Study: Lifting Crude Exports Will Not Raise U.S. Gas Prices

October 23, 2014

A highly anticipated study by the U.S. Energy Information Administration will show that domestic oil prices will not rise if the U.S. ban on oil exports is lifted, the agency's top administrator said Thursday.
 
Domestic gasoline prices are set in the global market, and the price of U.S. gasoline is tied more closely to the global benchmark price than WTI, the U.S. benchmark, EIA administrator Adam Sieminski said.
 
"If you allowed the ban to be lifted, WTI prices could indeed go up, but it probably wouldn't do a great deal one way or the other with gasoline prices,' Sieminski said.
 
Sieminski, a former chief energy economist for Deutsche Bank, made the comments while taking questions about the issue during an energy forum in New York City on Thursday.
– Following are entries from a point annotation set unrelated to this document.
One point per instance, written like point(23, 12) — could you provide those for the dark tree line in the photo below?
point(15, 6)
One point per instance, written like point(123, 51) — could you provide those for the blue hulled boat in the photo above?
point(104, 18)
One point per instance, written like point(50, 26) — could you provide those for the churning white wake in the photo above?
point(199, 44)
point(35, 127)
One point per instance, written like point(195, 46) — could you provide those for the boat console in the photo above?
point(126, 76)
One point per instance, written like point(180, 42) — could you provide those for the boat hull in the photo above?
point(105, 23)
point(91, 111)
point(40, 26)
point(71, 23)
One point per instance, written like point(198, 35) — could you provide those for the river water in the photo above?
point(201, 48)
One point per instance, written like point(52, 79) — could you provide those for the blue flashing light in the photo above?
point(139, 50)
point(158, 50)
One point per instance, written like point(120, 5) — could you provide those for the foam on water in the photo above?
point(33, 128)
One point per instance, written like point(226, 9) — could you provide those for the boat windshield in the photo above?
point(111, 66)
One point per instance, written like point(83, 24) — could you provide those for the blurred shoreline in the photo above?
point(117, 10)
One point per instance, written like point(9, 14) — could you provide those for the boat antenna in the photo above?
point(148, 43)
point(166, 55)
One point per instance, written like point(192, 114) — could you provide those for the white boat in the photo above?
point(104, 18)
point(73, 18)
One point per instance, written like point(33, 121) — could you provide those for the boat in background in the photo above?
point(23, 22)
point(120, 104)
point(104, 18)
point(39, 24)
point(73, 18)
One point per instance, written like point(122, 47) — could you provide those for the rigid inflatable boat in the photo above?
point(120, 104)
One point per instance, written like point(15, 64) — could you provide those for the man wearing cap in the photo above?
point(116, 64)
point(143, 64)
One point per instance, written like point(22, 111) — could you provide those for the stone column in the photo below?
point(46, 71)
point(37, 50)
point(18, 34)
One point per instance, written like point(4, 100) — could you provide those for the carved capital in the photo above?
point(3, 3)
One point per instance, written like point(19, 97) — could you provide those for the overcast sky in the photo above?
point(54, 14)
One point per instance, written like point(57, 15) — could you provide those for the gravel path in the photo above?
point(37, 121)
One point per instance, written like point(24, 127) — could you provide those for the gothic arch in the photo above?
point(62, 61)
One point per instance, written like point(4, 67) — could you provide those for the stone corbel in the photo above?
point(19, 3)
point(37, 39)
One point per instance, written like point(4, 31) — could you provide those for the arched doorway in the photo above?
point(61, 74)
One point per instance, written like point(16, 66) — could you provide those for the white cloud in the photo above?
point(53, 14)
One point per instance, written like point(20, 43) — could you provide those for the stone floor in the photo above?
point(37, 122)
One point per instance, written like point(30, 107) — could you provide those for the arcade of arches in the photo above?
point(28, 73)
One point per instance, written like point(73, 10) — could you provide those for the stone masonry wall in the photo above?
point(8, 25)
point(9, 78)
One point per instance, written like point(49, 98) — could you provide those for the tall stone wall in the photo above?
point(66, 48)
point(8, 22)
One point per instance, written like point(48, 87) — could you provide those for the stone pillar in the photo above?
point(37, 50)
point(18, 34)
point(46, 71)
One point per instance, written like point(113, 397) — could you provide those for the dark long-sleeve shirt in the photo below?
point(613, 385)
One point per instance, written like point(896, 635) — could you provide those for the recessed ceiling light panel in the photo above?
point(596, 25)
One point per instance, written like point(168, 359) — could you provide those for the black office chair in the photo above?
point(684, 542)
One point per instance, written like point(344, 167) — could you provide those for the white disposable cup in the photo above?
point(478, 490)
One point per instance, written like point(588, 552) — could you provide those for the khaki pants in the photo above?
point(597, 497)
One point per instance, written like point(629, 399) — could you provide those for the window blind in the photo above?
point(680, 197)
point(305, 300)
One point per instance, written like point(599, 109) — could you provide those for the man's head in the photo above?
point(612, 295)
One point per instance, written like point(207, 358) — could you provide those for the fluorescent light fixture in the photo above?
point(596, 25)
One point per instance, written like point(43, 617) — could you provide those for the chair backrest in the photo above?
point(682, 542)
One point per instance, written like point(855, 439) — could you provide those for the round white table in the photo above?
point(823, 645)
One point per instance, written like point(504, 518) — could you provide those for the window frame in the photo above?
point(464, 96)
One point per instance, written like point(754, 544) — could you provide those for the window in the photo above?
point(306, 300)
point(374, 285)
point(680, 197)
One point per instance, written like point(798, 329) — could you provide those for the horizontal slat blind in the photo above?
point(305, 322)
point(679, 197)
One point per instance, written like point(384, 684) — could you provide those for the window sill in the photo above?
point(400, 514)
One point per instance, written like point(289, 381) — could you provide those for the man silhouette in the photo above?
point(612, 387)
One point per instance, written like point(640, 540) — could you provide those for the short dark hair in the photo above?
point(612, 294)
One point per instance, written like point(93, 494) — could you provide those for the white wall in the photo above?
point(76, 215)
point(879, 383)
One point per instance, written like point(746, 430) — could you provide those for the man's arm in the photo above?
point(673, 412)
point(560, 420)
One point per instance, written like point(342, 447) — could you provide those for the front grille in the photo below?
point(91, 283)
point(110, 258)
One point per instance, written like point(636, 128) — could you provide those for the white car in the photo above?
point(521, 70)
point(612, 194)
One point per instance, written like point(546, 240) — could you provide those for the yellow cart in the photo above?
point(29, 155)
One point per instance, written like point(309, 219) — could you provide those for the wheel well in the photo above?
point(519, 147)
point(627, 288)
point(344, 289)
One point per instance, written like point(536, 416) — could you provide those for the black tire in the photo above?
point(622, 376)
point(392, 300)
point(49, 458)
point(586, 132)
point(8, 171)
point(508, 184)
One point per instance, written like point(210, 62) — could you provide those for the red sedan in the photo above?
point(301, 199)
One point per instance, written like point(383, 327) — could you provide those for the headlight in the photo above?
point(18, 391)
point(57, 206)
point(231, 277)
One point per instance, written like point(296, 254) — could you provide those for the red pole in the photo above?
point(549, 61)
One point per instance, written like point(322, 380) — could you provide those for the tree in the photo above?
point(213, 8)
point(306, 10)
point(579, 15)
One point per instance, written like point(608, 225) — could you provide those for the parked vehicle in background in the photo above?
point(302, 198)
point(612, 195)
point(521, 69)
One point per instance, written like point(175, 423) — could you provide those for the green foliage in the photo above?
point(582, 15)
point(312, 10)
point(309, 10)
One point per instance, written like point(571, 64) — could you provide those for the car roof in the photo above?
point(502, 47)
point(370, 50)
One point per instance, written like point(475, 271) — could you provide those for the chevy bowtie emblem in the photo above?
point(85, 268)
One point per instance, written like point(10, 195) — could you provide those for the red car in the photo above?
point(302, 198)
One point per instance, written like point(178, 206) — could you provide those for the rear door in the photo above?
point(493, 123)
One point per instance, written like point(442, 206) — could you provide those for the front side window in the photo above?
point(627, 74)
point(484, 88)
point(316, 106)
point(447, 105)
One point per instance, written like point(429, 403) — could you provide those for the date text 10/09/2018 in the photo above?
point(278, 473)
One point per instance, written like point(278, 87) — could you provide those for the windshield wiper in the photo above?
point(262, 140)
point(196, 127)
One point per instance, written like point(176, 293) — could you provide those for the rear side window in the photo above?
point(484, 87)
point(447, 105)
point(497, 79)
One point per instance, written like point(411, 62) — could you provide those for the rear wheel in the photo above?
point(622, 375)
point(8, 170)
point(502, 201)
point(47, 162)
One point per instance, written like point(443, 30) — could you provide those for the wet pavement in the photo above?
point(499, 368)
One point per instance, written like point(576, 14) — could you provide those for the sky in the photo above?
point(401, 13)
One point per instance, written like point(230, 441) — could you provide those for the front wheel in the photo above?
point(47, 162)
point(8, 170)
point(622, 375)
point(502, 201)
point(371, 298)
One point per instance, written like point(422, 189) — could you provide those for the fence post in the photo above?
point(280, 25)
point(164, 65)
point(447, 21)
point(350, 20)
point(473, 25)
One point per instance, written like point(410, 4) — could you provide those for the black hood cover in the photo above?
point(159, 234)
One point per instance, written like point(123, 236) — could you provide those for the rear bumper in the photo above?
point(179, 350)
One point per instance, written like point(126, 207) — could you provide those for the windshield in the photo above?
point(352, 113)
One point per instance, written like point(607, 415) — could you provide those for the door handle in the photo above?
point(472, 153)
He said the agency embarked on the study to help provide policy makers with independent data they can use to evaluate whether the 1970s-era ban should be lifted.
 
He said he hopes to release the study before the mid-term elections on Nov 4.
 
The report by EIA, the statistics arm of the Department of Energy, is highly anticipated by analysts and politicians because it will be the first major report not funded directly or indirectly by energy companies and others that have a stake in the debate on reversing the trade restriction.
 
Sieminski said the agency is also doing other research on the issue, including how much of the new light-sweet crude oil that is being produced can be absorbed by domestic refiners and how much it will cost to reconfigure U.S. refineries that are wired to process heavier crudes.